Who rises at 2 a.m. to watch people on TV run a race?
Well, I did Sunday morning, for the men’s marathon of the Rio Olympics because I wanted to watch it live and because I’m one of those oddballs who finds running an exciting sport. It was a bit comical as I sat up, pitch dark outside, drinking coffee, our dog Ipo sitting next to me, as I whooped and yelled for American Galen Rupp to win this thing. Throughout, I sent text messages and videos I shot with my phone of the race on TV to my sleeping kids on the mainland as the race went on.
“Wake up! The men’s marathon is starting in five minutes!”
“Galen Rupp running second with 5 miles to go!”
“Last mile: 4:35.”
“Rupp has dropped back.”
“Rupp hanging on to third, still could get silver.”
“Bronze for Rupp in 2:10:05.”
My wife opted, like 99.9 percent of the people on Kauai and the rest of the United States, to continue sleeping rather than watch a bunch of guys she’s never heard of racing on foot for 26.2 miles. That, to the casual observer, might be more boring than watching paint dry, if that’s possible. But to me, the marathon is the granddaddy of the Olympics. This is what it’s all about. It’s what really counts. It’s what I was waiting for through the gymnastics, the swimming, the volleyball and yes, even an alleged robbery.
I’m partial to the Olympic marathon because I came perilously close to qualifying for the U.S. Olympic trials at that distance a few decades ago. Maybe it was several decades. It might not have actually been perilously close, either, but that doesn’t matter.
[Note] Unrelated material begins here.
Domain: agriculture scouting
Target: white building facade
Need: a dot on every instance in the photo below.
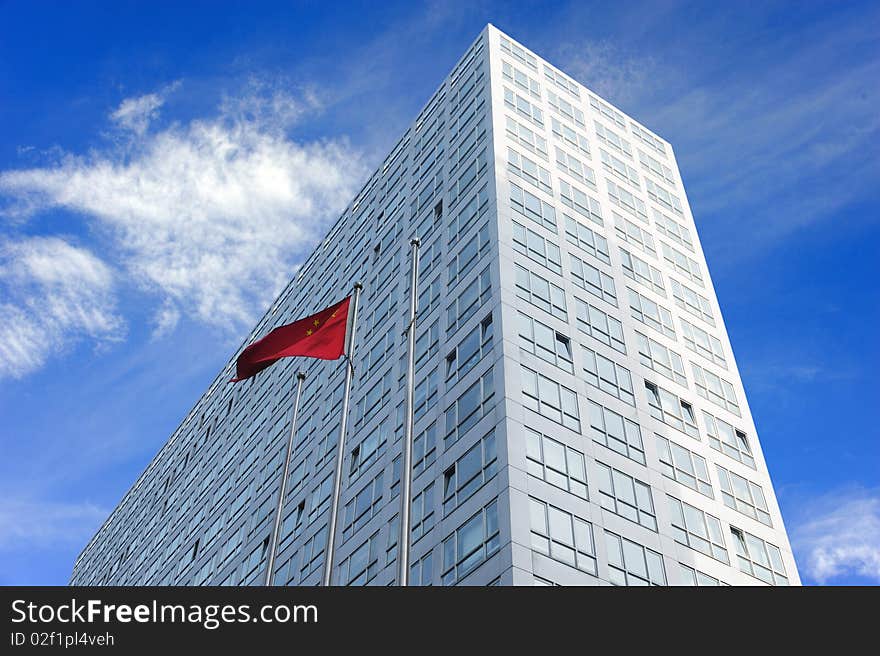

What matters is that there was a time in my life I believed that if I trained enough, put in the miles on the track and on the hills, did enough push ups and ran with weights, I could be one of the country’s top runners. Lord knows what led me to believe this. Delusions of glory, perhaps. I might have read too many books on positive thinking. Whatever. It led me to line up for a 4-mile race in Seattle one morning, with about 5,000 others, confident I was about to run the race of my life and show the world just how fast I was. “Who is this guy?” they would all ask.
Covered those four miles, as I recall, in 20:46, an average of five minutes, 12 seconds per mile. Might have been the best race of my life. Problem was, there were still a hundred or so runners in front of me, apparently having the best races of their lives.
New Olympics plan. I decided the marathon could be my event. It’s longer and required more endurance, not speed. I had run one in two hours, 41 minutes. At that time, I believe the qualifying time for the U.S. marathon trials was 2:23. All I had to do was take 18 minutes off my best. So I trained harder. Logged 90-mile weeks. Ran twice a day. Churned out 20 milers in the cold, pouring Northwest rain. Listened to the theme song from Rocky. I focused like never before on a single goal.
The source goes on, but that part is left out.